When the effects of simvastatin on morphine-induced AC inhibition were compared with those of DPDMP, significant differences were identified (Table 1). Simvastatin impaired the maximal AC inhibition by about 49%, whereas DPDMP impaired it only by about 27%. As simvastatin and DPDMP disrupted lipid raft microdomains similarly and near totally at these concentrations (Fig. 2C, D), the difference in modulating receptor signaling should be due to their different abilities to affect cholesterol content, thereby leading to lipid raft disruption.
When fentanyl was used as the agonist, similar observations were obtained (Table 1). Simvastatin had higher ability than DPDMP to impair fentanyl-induced AC inhibition. Thus, cellular cholesterol content probably affects receptor signaling by mechanisms other than supporting the entirety of lipid raft microdomains.
Dual functions of cholesterol in regulating receptor signaling
Simvastatin, but not DPDMP, decreased the cellular content of cholesterol (Fig. 1). In addition, the two inhibitors exhibited differences in their abilities to affect opioid-induced AC inhibition. Thus cholesterol might contribute to receptor signaling via two mechanisms: supporting the entirety of lipid raft microdomains and facilitating receptor signaling directly.
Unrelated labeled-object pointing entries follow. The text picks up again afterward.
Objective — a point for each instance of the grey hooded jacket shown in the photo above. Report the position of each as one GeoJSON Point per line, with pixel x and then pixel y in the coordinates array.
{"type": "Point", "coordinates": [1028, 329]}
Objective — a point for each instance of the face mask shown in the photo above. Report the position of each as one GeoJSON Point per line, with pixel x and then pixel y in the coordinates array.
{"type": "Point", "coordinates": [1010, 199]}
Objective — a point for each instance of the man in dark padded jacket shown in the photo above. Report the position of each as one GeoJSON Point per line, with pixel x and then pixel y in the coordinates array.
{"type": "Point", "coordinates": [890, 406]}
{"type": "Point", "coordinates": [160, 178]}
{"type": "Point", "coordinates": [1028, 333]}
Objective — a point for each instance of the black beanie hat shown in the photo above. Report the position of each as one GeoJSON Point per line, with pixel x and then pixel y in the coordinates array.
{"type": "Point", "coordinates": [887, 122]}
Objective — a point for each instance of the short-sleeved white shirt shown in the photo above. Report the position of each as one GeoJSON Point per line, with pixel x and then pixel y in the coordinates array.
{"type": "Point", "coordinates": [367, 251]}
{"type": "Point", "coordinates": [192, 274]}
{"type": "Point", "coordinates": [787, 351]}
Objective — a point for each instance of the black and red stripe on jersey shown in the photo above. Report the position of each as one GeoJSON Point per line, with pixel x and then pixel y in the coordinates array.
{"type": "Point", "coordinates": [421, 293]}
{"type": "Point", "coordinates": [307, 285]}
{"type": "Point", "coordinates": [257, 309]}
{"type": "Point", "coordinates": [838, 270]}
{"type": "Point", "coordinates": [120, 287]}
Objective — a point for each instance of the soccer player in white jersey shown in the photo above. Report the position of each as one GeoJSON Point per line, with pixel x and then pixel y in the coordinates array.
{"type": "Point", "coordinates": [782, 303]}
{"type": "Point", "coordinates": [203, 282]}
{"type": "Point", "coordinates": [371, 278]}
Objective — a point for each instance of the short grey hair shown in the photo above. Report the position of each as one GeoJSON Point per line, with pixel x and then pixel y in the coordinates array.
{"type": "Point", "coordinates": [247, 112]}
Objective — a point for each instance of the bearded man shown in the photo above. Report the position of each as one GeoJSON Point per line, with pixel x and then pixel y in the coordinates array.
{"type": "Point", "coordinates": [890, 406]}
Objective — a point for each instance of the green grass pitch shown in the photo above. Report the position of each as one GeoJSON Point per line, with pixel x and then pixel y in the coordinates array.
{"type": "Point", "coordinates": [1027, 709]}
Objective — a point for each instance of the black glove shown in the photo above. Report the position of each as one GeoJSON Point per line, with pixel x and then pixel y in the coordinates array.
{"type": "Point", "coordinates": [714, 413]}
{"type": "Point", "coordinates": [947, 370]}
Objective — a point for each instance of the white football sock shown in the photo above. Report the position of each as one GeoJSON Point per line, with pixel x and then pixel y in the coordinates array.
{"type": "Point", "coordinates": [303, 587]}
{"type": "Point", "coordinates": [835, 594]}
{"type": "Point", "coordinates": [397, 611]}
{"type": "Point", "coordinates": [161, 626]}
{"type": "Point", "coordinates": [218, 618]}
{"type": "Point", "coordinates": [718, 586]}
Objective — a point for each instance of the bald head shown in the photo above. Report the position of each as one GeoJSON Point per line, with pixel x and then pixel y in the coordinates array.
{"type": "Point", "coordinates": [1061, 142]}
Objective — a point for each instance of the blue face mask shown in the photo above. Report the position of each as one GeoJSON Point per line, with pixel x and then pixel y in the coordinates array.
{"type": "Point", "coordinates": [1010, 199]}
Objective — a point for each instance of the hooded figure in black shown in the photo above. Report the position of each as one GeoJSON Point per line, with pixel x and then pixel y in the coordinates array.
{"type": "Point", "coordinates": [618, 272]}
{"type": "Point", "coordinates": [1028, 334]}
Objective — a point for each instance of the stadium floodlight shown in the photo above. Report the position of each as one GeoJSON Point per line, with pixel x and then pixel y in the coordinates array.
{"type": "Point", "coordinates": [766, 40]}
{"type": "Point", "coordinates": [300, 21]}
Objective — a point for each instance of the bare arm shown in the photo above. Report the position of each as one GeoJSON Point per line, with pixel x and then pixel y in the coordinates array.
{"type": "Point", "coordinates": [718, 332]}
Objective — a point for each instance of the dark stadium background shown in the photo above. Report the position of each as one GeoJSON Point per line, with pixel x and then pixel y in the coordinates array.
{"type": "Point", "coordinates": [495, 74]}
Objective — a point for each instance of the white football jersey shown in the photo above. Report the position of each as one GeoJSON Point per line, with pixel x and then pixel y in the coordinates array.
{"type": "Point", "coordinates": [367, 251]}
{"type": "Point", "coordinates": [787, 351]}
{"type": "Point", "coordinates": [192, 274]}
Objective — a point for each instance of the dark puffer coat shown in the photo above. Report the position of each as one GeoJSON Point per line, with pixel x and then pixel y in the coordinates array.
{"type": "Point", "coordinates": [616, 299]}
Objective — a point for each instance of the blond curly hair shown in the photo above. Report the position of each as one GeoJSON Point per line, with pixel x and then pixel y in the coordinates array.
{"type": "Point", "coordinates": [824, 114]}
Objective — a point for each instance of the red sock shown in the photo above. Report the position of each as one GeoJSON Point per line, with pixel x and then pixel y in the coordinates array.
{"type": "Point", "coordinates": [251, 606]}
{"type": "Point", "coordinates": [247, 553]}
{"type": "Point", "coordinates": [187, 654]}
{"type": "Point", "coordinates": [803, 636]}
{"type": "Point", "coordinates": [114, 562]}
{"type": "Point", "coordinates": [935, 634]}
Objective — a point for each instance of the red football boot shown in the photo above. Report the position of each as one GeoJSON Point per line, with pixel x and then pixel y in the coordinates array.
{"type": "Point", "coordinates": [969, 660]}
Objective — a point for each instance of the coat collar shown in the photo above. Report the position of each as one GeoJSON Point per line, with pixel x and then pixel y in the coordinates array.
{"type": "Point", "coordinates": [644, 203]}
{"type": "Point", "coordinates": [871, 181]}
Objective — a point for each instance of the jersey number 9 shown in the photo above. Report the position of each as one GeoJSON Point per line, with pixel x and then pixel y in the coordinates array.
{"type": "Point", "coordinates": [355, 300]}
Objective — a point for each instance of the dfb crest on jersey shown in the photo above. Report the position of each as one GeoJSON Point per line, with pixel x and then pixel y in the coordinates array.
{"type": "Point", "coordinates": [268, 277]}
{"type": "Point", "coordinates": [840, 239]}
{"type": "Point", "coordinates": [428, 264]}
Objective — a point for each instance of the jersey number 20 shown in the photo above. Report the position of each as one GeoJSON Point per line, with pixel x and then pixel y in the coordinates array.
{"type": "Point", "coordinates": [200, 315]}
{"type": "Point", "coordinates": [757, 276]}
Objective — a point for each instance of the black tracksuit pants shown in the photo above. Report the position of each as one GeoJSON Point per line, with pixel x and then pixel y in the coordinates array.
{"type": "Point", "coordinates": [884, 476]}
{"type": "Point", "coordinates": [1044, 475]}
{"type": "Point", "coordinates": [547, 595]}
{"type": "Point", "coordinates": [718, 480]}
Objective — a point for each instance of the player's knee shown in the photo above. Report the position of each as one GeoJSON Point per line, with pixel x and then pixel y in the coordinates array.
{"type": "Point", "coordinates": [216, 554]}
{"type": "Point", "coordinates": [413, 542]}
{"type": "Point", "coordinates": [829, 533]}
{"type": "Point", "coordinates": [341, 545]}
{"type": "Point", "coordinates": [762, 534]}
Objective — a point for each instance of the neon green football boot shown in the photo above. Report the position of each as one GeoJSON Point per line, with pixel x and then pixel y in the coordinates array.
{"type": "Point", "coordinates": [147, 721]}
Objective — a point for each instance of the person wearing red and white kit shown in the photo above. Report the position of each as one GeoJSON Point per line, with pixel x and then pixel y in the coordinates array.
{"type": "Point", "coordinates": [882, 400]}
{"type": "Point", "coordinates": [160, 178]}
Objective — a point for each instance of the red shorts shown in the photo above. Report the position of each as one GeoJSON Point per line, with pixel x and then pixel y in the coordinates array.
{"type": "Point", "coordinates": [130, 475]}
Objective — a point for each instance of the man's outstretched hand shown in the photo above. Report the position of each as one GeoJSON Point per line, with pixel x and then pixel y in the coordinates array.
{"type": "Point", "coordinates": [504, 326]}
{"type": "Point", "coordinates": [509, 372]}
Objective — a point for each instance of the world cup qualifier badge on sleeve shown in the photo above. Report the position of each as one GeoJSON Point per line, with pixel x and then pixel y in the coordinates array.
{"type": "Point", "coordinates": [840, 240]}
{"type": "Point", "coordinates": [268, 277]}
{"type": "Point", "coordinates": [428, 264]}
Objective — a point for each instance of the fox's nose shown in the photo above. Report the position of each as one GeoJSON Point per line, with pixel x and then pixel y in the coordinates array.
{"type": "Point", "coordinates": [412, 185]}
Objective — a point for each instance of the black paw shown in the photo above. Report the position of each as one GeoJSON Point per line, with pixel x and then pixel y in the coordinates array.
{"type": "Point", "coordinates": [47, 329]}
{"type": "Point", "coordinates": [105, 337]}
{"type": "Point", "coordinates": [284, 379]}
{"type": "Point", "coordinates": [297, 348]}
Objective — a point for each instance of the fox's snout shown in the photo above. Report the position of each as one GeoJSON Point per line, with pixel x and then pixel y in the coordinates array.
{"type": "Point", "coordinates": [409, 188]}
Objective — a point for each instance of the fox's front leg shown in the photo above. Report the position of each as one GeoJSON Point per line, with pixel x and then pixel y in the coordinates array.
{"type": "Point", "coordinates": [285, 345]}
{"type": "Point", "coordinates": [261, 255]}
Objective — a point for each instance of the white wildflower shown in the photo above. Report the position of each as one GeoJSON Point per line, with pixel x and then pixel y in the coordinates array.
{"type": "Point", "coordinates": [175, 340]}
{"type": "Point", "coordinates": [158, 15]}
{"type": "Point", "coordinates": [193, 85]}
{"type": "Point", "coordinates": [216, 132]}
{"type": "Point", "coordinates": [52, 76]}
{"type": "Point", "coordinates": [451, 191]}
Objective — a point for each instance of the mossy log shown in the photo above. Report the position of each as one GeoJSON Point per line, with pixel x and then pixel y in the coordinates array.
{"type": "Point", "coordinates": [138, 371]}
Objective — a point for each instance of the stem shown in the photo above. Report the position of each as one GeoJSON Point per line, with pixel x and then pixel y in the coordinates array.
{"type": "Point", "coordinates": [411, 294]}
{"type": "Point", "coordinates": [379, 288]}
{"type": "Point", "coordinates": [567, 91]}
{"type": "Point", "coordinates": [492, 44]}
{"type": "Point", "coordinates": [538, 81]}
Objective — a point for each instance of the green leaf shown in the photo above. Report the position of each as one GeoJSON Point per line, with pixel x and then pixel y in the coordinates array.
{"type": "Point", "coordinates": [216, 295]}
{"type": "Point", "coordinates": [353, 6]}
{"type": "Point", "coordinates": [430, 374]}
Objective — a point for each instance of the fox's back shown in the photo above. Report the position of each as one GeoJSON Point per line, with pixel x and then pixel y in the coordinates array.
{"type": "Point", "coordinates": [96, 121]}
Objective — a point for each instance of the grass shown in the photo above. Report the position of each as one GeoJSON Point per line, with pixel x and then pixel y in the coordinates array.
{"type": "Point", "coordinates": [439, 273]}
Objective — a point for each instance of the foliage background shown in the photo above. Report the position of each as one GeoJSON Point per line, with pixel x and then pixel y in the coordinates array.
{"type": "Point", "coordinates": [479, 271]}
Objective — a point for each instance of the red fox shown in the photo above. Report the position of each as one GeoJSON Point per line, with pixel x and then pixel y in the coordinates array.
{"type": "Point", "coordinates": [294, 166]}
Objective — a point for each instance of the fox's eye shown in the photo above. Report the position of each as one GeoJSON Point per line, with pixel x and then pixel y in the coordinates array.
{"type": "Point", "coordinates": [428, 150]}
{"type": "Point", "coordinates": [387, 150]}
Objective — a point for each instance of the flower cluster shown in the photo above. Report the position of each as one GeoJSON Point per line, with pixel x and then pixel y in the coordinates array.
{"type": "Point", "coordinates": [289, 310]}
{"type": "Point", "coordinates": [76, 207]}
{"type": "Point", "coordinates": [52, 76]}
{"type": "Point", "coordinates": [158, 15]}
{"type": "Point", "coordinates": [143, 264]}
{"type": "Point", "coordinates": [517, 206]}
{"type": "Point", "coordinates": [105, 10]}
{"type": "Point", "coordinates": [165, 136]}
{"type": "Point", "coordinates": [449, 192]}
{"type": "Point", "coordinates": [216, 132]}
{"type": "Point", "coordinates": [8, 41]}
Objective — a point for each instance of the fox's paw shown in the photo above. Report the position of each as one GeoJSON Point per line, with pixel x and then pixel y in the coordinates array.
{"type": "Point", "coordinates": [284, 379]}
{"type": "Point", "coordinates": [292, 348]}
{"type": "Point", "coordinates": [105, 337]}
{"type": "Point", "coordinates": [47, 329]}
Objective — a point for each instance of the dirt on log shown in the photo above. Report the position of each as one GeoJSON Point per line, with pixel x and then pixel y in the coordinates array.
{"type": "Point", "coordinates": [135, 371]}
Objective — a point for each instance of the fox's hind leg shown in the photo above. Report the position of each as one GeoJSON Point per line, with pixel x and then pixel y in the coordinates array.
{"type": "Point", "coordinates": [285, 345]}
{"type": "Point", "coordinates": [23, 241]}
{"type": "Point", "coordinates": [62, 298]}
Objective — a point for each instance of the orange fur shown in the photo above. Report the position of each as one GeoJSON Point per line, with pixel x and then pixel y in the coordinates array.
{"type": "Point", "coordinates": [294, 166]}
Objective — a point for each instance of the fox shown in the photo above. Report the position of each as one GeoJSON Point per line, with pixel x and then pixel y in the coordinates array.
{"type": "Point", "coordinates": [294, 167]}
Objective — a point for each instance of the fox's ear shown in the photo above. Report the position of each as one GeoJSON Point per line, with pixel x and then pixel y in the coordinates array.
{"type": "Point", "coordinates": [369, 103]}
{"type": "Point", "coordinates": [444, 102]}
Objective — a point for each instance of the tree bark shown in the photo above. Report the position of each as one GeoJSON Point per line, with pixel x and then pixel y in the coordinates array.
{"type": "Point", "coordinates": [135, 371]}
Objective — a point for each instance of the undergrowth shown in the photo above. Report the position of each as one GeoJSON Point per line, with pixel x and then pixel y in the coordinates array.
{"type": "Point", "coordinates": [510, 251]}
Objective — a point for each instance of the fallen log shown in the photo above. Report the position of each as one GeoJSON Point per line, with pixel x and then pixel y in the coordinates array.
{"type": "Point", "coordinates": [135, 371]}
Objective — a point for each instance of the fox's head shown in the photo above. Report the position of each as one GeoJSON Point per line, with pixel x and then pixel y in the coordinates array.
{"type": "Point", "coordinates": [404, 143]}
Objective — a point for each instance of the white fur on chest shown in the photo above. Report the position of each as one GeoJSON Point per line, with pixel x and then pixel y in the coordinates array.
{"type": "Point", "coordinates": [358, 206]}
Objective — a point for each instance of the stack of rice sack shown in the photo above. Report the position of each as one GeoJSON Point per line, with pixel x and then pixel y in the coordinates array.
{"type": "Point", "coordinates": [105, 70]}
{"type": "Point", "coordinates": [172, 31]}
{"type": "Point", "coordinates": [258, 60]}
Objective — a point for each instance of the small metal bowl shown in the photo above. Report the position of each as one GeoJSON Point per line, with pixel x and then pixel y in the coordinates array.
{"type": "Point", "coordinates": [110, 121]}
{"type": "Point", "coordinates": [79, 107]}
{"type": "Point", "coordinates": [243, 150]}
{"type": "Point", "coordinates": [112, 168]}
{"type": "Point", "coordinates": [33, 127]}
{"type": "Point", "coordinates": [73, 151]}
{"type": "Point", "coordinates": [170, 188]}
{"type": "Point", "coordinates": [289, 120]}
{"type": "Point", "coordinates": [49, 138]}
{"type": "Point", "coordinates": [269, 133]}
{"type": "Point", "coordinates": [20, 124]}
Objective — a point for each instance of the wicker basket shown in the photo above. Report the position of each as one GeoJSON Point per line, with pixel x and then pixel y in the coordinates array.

The higher ability of simvastatin to impair receptor signaling than DPDMP could be due to the ability of simvastatin to impair both mechanisms.
Opioid-induced AC inhibition has been suggested to be mediated by Gαi2, and OPRM1 is anchored to the lipid raft microdomain by Gαi2 in the absence of an agonist (13). Thus cholesterol may regulate receptor signaling by directly influencing receptor-G protein coupling.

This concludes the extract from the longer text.